You may choose whichever technique you prefer. Either way, it is a good idea to keep a count of the number of messages your router receives and forwards. Assuming you are using a network of size 10, then if you see thousands of messages, then you have a routing loop.
Once you have built this, have each router send a packet for each of its links to its neighbors. After you have waited for the routers to receive these messages, print the result. Each router should print a list of links that is the full connectivity map. If the nodes seem to take a long time to run and don't have complete information then you should check that your flooding algorithm is correctly implemented.
Step 4 : Computing the routing path
At this point, each node has the complete topology. Now we need the nodes to calculate how to send data packets. In addition to building the global map of the network, each router will also need to perform shortest-path calculation using Dijkstra's algorithm. Maintaining an up-to-date routing table computed in this way enables the router to perform next-hop routing to forward a packet towards its destination.

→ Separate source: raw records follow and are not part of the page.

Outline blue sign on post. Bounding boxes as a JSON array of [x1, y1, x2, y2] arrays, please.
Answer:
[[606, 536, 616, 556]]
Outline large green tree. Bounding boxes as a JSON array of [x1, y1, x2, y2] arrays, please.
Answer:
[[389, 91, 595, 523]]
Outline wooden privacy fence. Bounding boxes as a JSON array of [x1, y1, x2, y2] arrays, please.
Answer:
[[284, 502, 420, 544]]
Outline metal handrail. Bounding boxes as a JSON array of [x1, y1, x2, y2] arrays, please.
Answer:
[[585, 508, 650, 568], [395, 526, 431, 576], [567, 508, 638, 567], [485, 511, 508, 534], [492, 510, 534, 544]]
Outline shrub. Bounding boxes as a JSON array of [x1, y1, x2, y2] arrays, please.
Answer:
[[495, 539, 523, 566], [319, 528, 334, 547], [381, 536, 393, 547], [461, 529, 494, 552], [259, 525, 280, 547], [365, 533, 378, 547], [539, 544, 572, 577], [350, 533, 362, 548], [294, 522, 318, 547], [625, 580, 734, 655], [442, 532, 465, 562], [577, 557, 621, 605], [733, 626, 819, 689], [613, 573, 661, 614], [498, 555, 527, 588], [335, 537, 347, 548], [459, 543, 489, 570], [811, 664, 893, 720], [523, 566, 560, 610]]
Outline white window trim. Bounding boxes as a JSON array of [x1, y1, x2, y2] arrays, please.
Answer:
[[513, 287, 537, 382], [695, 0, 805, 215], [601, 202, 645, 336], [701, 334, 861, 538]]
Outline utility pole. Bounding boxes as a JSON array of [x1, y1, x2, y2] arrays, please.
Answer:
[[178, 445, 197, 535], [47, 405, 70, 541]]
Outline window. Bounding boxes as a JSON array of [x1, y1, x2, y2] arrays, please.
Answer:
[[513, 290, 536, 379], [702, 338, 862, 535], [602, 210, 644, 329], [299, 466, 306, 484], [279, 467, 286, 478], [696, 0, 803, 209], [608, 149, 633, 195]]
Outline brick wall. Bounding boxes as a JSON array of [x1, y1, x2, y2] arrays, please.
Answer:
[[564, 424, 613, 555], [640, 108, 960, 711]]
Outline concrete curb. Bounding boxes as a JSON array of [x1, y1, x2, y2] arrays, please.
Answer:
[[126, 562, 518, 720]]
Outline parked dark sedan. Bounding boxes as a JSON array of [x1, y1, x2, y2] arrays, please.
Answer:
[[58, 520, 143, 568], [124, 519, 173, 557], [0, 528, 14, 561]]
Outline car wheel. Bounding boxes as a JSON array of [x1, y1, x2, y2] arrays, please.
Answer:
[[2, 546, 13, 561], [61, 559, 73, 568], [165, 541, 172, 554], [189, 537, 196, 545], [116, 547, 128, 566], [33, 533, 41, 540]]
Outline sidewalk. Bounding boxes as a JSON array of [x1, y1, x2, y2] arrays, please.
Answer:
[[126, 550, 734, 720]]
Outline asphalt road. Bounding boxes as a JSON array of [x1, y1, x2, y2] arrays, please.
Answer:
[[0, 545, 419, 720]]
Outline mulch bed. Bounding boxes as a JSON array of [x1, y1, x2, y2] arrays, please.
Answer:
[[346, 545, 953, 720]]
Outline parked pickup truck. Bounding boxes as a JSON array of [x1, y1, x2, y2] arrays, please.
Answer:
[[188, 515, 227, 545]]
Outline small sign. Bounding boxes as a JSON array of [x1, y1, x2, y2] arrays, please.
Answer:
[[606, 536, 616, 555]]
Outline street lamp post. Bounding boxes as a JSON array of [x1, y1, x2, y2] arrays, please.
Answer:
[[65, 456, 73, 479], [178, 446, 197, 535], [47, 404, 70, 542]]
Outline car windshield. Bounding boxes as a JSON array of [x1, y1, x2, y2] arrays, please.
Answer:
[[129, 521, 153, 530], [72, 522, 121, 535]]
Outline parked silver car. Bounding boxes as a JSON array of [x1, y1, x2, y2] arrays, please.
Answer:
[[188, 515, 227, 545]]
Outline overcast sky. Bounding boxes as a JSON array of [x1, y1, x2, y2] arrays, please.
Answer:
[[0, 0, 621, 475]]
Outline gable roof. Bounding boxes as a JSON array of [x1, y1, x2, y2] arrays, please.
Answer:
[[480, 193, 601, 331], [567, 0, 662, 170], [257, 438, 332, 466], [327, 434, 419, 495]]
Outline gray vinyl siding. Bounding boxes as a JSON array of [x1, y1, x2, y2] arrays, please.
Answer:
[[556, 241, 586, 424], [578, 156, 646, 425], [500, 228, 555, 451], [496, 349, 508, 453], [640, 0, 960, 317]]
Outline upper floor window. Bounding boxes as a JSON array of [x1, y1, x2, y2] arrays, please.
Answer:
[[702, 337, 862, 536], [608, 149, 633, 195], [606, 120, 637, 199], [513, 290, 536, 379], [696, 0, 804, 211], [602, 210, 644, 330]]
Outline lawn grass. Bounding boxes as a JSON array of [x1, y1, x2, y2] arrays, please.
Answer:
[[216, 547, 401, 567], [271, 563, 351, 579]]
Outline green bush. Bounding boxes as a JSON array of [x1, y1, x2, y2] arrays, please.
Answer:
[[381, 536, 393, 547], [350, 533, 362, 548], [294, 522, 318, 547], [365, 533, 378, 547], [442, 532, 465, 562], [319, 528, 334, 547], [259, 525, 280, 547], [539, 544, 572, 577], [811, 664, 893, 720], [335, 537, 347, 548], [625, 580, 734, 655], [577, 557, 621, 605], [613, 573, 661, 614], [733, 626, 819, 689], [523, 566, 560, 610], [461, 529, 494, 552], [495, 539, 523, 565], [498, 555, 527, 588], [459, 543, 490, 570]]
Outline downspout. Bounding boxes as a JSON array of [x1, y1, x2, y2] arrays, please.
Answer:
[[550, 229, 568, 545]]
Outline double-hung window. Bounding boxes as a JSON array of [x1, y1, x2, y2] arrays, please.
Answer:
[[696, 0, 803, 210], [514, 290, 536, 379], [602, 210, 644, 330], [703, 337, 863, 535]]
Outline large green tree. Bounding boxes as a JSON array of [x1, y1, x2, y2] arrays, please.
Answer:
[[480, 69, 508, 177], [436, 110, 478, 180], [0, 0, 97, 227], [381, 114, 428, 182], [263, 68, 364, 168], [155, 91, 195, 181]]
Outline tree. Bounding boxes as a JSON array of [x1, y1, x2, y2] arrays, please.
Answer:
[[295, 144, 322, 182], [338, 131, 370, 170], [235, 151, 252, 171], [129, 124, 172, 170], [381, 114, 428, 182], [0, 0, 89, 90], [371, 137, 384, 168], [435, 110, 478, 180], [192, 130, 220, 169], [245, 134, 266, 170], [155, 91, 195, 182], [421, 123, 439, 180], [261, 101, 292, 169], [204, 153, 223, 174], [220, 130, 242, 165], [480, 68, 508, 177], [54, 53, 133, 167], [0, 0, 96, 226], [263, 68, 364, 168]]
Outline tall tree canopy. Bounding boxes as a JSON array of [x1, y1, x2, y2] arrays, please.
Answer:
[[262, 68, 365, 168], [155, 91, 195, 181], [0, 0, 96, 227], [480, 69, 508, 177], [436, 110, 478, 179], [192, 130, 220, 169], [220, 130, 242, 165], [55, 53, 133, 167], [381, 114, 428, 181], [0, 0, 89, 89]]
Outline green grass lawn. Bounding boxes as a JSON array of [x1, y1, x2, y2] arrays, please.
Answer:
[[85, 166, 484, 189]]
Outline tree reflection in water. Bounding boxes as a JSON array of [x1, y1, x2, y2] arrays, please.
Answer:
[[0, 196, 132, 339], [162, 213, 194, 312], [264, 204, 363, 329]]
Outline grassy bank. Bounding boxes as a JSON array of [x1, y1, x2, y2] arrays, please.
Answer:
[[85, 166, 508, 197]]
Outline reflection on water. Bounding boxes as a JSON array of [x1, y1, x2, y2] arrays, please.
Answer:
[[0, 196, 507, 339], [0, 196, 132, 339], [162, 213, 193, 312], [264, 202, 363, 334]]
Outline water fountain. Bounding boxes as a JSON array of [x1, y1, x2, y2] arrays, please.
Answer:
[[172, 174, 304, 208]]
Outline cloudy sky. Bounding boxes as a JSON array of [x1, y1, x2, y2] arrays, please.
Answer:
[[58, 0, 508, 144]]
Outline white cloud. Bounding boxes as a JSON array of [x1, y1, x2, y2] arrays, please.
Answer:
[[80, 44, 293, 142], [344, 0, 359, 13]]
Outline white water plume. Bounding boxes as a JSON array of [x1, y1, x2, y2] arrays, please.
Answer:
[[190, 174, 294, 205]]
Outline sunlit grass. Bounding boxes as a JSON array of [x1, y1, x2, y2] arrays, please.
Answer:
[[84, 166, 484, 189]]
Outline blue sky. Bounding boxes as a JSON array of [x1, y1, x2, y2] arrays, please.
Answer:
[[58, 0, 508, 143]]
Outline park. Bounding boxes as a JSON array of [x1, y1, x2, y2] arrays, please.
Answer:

Step 5 : Forwarding packets
Finally, each router needs to be able to route packets by using its routing table. To forward a packet, the router looks into its routing table for the destination address on the packet. From the routing table it retrieves the address of the router where it should forward the packet. It then forwards the packet to that router.
For testing purposes, have each router send a packet to every other router. Using getruntime() record the start time of the packets that are sent. Also record the time that packets are received on the destination. You should check that every packet was successfully received at its destination.
Now, you can subtract the send times from the receive times to see the delay. Since the clocks on the nodes aren't synchronized, you may see large values or negative values. However, the total sum of these is the overall delay.
Step 6 : Using latency information when forwarding
If you measure the latency that packets take when forwarded over your network, you will observe that some links take a much longer time for packets to traverse than others. For example, you might have a path of two hops that goes from Washington to Korea to San Diego. This might be slower than a three hop path that goes Washington to Oregon to Berkeley to San Diego.
Instead of using the connectivity map from step 1, measure the latency information using allpairsping.repy (included in the demokit). You can include all links. Base the "cost" of routing on the latency instead of TTL / hop count to decide how to forward packets. A convenient way to do this is to first do the measurement with allpairsping.repy and then copy them into a file which your program reads. A better way is to have the nodes compute the latency to their neighbors and send this information out with the flooding messages.